Coming dissertations at Uppsala university

The brilliant femtosecond pulses of an X-ray free electron laser could enable coherent diffractive imaging of single biomolecules, producing a weak and noisy diffraction pattern from a single perspective, before being disintegrated by the energetic X-rays. By taking advantage of the principle of "diffraction before destruction'' it is possible, with sufficient signal strength, to reconstruct the electron density of the particle using phase retrieval algorithms on the diffraction intensities. Combining diffraction patterns from serial measurements of identical samples taken with unknown particle orientations is called cryptotomography. It is possible to reconstruct a model of the three-dimensional diffraction intensities by using orientation recovery algorithms, like expand, maximize, and compress (EMC), enabling a three-dimensional phase retrieval. I tested the performance of the EMC algorithm using simulated diffraction patterns and real background measurements, combined in various proportions, to investigate the impact of background on orientation recovery, and I proposed a signal- and background-dependent limit on three-dimensional phase retrieval.

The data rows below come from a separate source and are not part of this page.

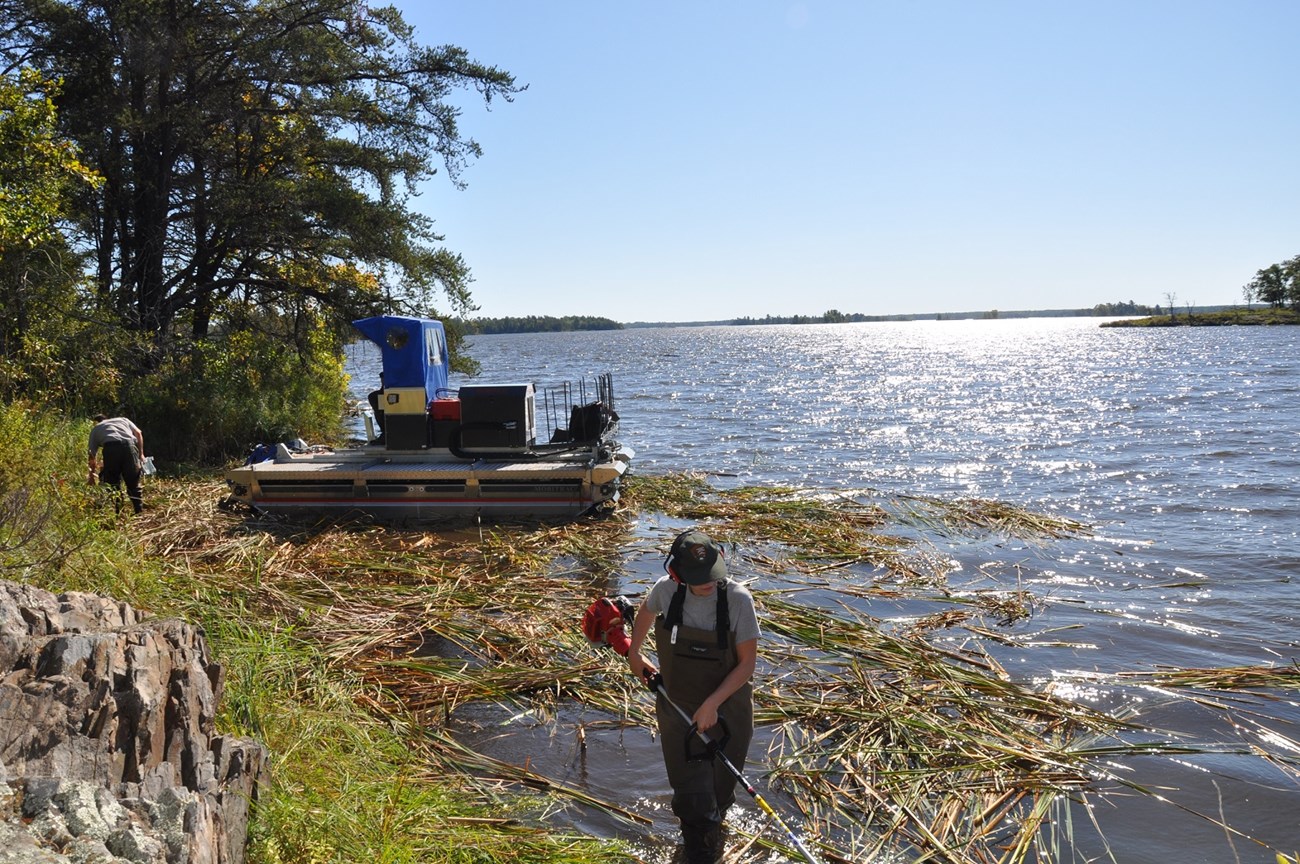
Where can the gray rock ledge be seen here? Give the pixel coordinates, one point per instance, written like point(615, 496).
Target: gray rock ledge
point(108, 745)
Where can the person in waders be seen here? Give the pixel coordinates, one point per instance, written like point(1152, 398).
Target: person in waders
point(706, 642)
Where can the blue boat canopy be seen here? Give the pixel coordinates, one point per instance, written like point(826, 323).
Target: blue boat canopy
point(414, 351)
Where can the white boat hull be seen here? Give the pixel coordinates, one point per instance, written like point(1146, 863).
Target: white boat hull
point(429, 485)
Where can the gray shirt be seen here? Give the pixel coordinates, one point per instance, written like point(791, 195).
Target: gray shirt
point(113, 429)
point(702, 611)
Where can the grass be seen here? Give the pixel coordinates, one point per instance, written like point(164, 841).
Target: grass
point(350, 647)
point(1227, 317)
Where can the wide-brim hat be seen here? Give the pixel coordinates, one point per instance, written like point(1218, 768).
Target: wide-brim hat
point(696, 559)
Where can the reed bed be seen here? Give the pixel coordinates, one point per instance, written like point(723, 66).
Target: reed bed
point(884, 742)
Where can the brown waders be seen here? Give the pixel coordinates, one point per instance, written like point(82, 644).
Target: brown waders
point(693, 664)
point(122, 463)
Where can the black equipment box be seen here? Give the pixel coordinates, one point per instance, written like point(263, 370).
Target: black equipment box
point(498, 417)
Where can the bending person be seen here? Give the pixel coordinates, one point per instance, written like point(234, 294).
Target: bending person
point(706, 641)
point(124, 457)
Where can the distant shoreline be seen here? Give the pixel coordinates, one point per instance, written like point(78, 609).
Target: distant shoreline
point(1218, 318)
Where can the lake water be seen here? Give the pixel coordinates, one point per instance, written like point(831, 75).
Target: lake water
point(1181, 447)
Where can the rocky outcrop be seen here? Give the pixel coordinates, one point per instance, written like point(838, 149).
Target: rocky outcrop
point(108, 745)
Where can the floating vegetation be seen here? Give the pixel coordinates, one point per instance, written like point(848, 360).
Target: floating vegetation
point(1269, 677)
point(883, 741)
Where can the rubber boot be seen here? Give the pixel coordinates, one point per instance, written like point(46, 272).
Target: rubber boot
point(702, 843)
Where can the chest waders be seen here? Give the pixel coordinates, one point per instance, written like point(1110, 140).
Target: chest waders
point(693, 663)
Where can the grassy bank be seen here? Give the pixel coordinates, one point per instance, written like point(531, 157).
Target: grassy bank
point(1226, 317)
point(351, 648)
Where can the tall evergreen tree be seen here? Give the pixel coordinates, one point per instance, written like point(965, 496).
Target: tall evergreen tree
point(256, 155)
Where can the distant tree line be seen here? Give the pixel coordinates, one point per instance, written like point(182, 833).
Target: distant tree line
point(831, 316)
point(835, 316)
point(538, 324)
point(1277, 285)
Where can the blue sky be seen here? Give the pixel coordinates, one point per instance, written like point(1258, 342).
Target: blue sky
point(685, 161)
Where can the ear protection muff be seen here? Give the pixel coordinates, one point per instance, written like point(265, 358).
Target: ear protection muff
point(672, 554)
point(676, 547)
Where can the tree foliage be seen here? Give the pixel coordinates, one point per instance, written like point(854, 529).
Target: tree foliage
point(255, 156)
point(1277, 285)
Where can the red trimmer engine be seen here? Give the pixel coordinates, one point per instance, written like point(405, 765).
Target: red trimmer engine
point(605, 620)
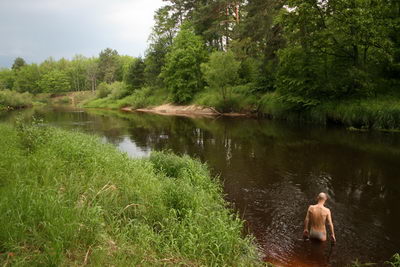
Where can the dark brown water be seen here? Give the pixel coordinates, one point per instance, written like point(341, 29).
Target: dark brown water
point(272, 171)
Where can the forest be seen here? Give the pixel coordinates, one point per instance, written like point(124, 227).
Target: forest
point(322, 61)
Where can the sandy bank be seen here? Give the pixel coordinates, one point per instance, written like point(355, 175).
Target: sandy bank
point(190, 111)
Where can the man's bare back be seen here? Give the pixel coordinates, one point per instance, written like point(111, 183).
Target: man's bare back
point(315, 221)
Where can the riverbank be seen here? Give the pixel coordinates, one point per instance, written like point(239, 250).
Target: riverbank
point(380, 113)
point(91, 204)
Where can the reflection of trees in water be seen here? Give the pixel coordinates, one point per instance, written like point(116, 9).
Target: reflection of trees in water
point(264, 162)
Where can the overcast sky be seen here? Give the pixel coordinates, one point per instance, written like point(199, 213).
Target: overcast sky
point(38, 29)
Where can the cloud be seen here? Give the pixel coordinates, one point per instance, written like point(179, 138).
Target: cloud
point(38, 29)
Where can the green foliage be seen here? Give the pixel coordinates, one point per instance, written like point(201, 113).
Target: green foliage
point(113, 91)
point(108, 65)
point(14, 100)
point(27, 79)
point(54, 81)
point(103, 90)
point(135, 78)
point(222, 72)
point(181, 73)
point(32, 135)
point(118, 90)
point(91, 204)
point(7, 78)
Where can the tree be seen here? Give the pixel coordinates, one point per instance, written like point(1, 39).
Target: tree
point(77, 72)
point(135, 76)
point(7, 78)
point(27, 78)
point(161, 38)
point(181, 73)
point(92, 73)
point(19, 62)
point(108, 65)
point(335, 49)
point(55, 81)
point(221, 72)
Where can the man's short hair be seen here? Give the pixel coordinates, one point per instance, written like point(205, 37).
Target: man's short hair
point(322, 196)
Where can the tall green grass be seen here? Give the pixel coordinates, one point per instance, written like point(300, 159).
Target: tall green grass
point(67, 199)
point(140, 98)
point(369, 113)
point(14, 100)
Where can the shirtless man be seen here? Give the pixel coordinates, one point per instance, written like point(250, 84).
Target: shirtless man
point(316, 218)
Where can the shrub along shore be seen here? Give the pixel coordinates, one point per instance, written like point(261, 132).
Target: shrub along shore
point(67, 199)
point(381, 113)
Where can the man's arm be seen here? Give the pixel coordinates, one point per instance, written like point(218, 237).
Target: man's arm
point(306, 221)
point(331, 226)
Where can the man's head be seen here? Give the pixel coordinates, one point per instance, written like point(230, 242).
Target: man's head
point(322, 197)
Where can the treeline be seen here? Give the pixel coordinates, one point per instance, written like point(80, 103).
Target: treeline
point(78, 74)
point(272, 56)
point(307, 51)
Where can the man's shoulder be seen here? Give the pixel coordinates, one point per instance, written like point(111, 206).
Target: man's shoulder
point(327, 210)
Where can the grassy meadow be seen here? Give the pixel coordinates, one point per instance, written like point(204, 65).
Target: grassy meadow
point(68, 200)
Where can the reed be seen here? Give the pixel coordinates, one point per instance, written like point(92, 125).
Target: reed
point(67, 199)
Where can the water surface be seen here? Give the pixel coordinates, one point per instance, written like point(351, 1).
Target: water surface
point(271, 172)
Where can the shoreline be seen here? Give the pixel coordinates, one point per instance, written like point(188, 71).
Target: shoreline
point(185, 111)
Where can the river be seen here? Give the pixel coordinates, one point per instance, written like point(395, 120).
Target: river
point(271, 172)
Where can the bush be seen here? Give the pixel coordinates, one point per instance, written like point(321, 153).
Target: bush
point(103, 90)
point(118, 90)
point(14, 100)
point(91, 204)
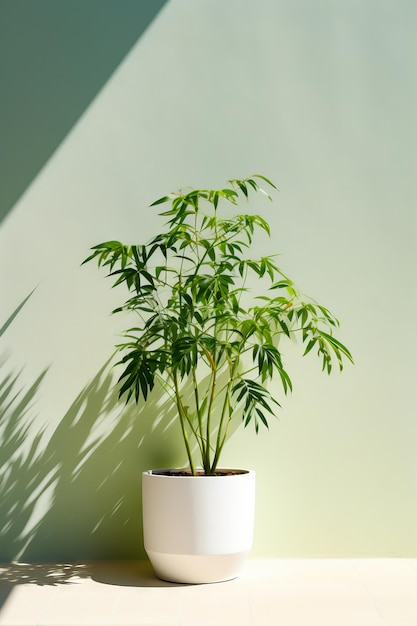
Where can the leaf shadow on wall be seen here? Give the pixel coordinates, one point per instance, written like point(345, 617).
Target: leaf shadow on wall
point(77, 496)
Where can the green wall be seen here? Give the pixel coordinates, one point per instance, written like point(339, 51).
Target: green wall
point(321, 97)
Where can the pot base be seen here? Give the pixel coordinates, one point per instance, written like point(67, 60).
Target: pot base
point(197, 569)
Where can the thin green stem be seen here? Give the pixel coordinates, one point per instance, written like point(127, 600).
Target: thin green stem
point(183, 427)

I also simulated diffraction using a preferential alignment scheme based on dipole orientation in an electric field, which I took advantage of in EMC, enhancing the algorithm with biased orientations. I found that biased orientations are very advantageous, especially for diffraction patterns with added incoherent background noise. Finally, I discuss some of the conditions for successful imaging of single proteins, for future experiments.